Italian specialist: Three diseases that invite risk faced with the Coronavirus

It seems that there are no more doubts since the data are clear: The mortality from Covid-19 is higher “for hypertensive patients, patients with cardiac arrhythmias, diabetics and patients with cardiovascular diseases”.

“These patients can protect themselves by staying at home,” explained Antonio Rebuzzi, professor of Cardiology at the Catholic University of Rome and director of the Cardiological Intensive Care Unit of the Gemelli Polyclinic in the capital.

And more generally, the elderly should stay at home, he told AdnKronos. “These patients can protect themselves by staying at home.” In addition to the elderly, people who already suffer from hypertension, diabetes and cardiac arrhythmias in particular, are the subjects faced with the threat of contracting the new Coronavirus, which has triggered a global pandemic.

To underline the risk taken by patients with these pathologies, the American College of Cardiology which, as reported by Italian daily il Messaggero, had warned patients with heart disease or with diseases related to high blood pressure, to take extra care.

According to data from the Higher Institute of Health (ISS), dating back to March 4, which analyzed the Italian Coronavirus deaths (105 then), 74,6 percent of the sample was hypertensive, 33,8 percent suffered from diabetes mellitus and 70,4 percent had been diagnosed with ischemic heart disease.

In addition to placing the emphasis on the patients most at risk in case of contagion from Covid-19, Professor Rebuzzi highlighted another problem, linked to the epidemic that has affected Italy, among other countries.

“We have an important problem, linked to Covid-19. We are unable to operate, the cardiac surgery is blocked.” The problem is the lack of blood, due to the low turnout of donors: “We have no blood. Donors don’t come for fear of the Coronavirus,” he said.

And he launched an appeal to all Roman citizens: “Please donate blood.
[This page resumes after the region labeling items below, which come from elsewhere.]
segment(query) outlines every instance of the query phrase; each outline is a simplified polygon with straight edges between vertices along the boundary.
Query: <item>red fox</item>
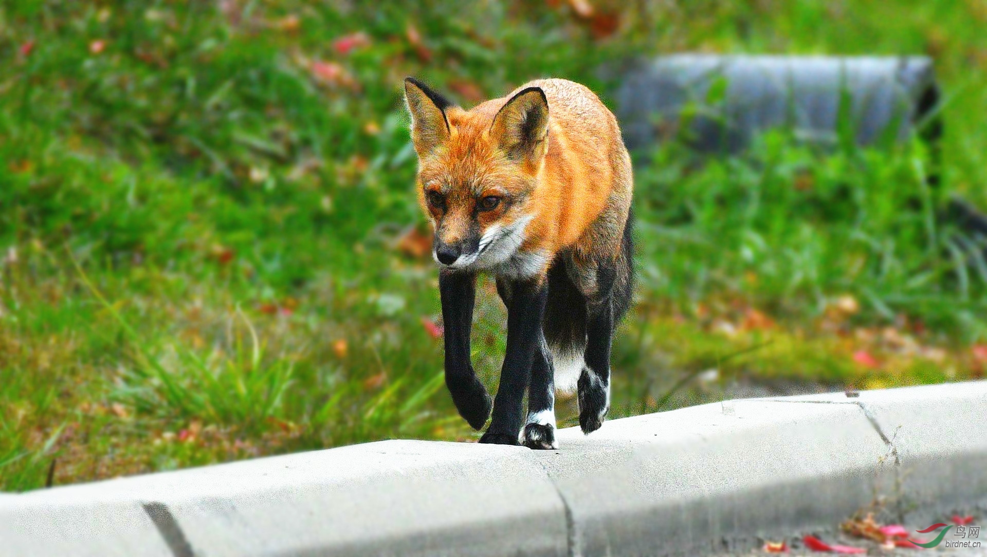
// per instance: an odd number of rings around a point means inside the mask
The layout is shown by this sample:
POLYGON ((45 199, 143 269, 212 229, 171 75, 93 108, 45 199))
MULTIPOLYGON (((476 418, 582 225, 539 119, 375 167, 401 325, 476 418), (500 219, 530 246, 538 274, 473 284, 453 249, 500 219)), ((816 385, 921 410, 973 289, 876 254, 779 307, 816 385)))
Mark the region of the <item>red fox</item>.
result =
POLYGON ((577 390, 589 434, 610 408, 613 331, 631 304, 631 158, 587 88, 527 83, 469 110, 405 80, 418 203, 435 240, 445 383, 480 443, 557 449, 555 389, 577 390), (507 308, 493 404, 470 361, 479 272, 507 308), (524 394, 528 415, 524 423, 524 394), (523 426, 523 427, 522 427, 523 426))

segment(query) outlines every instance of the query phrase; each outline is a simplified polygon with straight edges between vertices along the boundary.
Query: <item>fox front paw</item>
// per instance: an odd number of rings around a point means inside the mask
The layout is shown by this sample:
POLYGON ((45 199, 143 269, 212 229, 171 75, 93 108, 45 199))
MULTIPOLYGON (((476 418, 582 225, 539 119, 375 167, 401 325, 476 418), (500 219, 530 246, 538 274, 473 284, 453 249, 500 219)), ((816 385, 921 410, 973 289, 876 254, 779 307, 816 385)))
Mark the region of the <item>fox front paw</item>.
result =
POLYGON ((596 374, 583 370, 578 382, 579 429, 589 435, 600 429, 603 417, 610 410, 609 385, 596 374))
POLYGON ((559 449, 555 439, 555 428, 549 424, 528 424, 521 434, 521 445, 528 449, 547 451, 559 449))
POLYGON ((459 415, 473 429, 478 431, 483 429, 487 418, 491 417, 491 410, 494 407, 494 401, 487 393, 487 387, 484 386, 484 383, 474 377, 471 382, 466 383, 449 384, 447 382, 446 385, 449 387, 449 393, 452 394, 453 404, 459 410, 459 415))

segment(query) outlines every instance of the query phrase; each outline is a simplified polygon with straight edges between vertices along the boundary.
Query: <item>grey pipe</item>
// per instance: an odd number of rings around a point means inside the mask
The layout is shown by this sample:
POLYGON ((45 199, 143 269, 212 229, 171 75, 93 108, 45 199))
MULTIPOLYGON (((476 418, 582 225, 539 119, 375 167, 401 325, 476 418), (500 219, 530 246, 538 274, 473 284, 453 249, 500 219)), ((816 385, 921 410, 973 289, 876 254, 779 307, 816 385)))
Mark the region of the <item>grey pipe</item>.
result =
MULTIPOLYGON (((939 91, 924 56, 676 54, 632 67, 615 101, 631 149, 676 136, 700 152, 733 153, 772 127, 836 144, 843 121, 858 144, 902 141, 933 114, 939 91)), ((925 130, 936 136, 939 125, 925 130)))

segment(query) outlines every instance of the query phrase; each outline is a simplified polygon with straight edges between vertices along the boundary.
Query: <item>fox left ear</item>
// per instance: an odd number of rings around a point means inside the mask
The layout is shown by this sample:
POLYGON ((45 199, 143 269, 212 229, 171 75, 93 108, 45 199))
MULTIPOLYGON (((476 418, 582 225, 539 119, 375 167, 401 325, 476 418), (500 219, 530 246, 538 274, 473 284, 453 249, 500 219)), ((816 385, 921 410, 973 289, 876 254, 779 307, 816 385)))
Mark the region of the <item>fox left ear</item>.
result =
POLYGON ((418 158, 423 159, 449 139, 445 109, 452 103, 413 77, 405 79, 405 103, 412 114, 412 143, 418 158))
POLYGON ((510 98, 494 116, 491 136, 507 156, 537 165, 545 155, 549 102, 540 87, 529 87, 510 98))

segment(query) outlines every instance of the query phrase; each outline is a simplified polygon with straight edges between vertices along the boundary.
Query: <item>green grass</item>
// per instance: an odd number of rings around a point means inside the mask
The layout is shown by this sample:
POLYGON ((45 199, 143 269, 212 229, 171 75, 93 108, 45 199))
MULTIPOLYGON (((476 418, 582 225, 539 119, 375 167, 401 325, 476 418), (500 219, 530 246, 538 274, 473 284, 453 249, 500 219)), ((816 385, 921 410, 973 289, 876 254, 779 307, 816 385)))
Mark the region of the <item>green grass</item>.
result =
MULTIPOLYGON (((632 53, 933 55, 942 190, 918 142, 646 154, 613 414, 982 375, 987 266, 938 215, 987 207, 983 2, 642 1, 602 39, 549 3, 377 4, 0 4, 0 489, 474 438, 422 325, 435 270, 401 247, 424 230, 406 75, 469 104, 546 75, 605 93, 598 67, 632 53)), ((503 311, 481 292, 494 386, 503 311)))

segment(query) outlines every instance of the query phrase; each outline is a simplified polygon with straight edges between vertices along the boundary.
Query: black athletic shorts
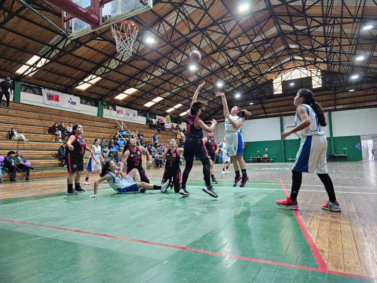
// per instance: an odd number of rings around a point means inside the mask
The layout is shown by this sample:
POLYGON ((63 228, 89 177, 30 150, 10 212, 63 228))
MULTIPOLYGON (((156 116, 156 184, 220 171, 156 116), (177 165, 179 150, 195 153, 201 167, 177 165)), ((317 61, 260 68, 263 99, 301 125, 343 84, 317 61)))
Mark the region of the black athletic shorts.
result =
POLYGON ((84 170, 84 159, 72 155, 69 152, 65 157, 65 164, 68 172, 76 172, 84 170))
POLYGON ((178 170, 173 174, 169 172, 167 170, 165 170, 165 171, 163 172, 162 183, 165 183, 168 180, 169 180, 169 186, 170 186, 172 182, 174 185, 174 192, 179 193, 179 190, 181 189, 181 169, 178 168, 178 170))
POLYGON ((186 141, 185 142, 183 156, 186 160, 193 159, 194 157, 201 160, 210 158, 202 139, 190 137, 186 139, 186 141))

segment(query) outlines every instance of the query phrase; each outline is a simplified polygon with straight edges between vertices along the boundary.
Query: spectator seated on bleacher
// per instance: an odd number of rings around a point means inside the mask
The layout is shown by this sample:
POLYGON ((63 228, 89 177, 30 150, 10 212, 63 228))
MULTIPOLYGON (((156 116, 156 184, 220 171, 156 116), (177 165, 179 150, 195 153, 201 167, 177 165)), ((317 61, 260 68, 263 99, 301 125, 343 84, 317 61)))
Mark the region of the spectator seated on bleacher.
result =
POLYGON ((57 150, 57 158, 59 158, 59 160, 63 162, 63 166, 64 167, 67 166, 65 164, 65 150, 66 145, 65 142, 64 142, 62 145, 60 145, 57 150))
POLYGON ((15 164, 17 167, 16 170, 17 171, 26 171, 26 179, 28 181, 30 177, 30 170, 34 170, 33 167, 30 166, 30 162, 27 162, 26 158, 21 155, 21 152, 17 150, 16 152, 16 156, 14 157, 15 164), (19 169, 19 170, 17 170, 19 169))
POLYGON ((2 163, 2 168, 6 169, 10 174, 11 182, 16 182, 16 170, 17 167, 15 164, 14 156, 16 152, 13 150, 9 151, 6 154, 6 157, 4 159, 4 162, 2 163))
POLYGON ((64 140, 65 138, 65 136, 67 136, 65 132, 65 127, 64 126, 64 122, 60 122, 60 124, 59 125, 59 131, 61 133, 61 138, 64 140))
POLYGON ((14 140, 15 141, 24 141, 27 142, 27 139, 25 138, 23 134, 18 134, 16 131, 16 128, 12 128, 9 132, 9 140, 14 140))
POLYGON ((148 125, 149 126, 149 129, 154 129, 155 128, 155 124, 153 123, 153 121, 151 119, 149 119, 148 120, 148 125))
POLYGON ((61 142, 61 131, 59 128, 59 127, 58 125, 57 122, 55 122, 55 123, 49 129, 49 134, 54 135, 56 137, 59 138, 59 142, 61 142))
POLYGON ((67 136, 68 137, 69 134, 72 131, 72 123, 70 122, 68 123, 68 125, 65 128, 65 132, 67 134, 67 136))
POLYGON ((105 139, 102 139, 101 142, 100 142, 100 146, 101 146, 101 151, 105 152, 104 156, 107 157, 108 156, 108 153, 110 152, 110 150, 108 148, 107 142, 105 141, 105 139))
One can do it safely”. The cardiologist pointed out that “it will be patients, even serious ones, who will be saved”.

On Saturday, March 14, Italian authorities reported the following alarming figures:

Infected: 21 157
Seriously ill: 1 518
Deceased: 1 441
Recovered: 1 966

They also write that “1441 has died, however, this number can only be confirmed after the Istituto Superiore di Sanità (Higher Institute of Health) has determined the actual cause of death”. It is a rise of 175 in a single day, Emergency Commissioner and Civil Protection Chief Angelo Borrelli said. Borrelli said there were 2 795 new cases in 24 hours.

In the US, Mark Parkinson, the head of the American Health Care Association told CNN: “The sad reality is that for the elderly, Covid-19 is almost a perfect killer machine.”

But both French and Dutch medical professionals are reporting that half of Coronavirus ICU patients are under the age of 60 and 50-years-old respectively. The Atlantic’s Rachel Donadio reported on Saturday that “more than 50 percent of the 300 Covid-19 cases in critical condition in France are under 60”.

Meanwhile in the Netherlands, over half of ill patients are reportedly under 50 years old.

“Today there are between forty and fifty corona patients in critical condition on Dutch intensive care units. More than half of those patients are under fifty years old. There are also young people,” the chairman of the Dutch Association for Intensive Care (NVIC) Diederik Gommers, said in an interview with

On Saturday, AD documented the case of a 16-year-old boy with no disclosed underlying conditions who ended up in the ICU after complaining of nausea and headaches. He is currently on ventilation in a medically-induced coma.

“As long as he can’t breathe properly himself, they keep him artificially asleep,” said his 24-year-old brother.

Considering that US hospitals are projected to be completely full by mid-May, the implications of the Coronavirus impacting more than just the elderly are significant.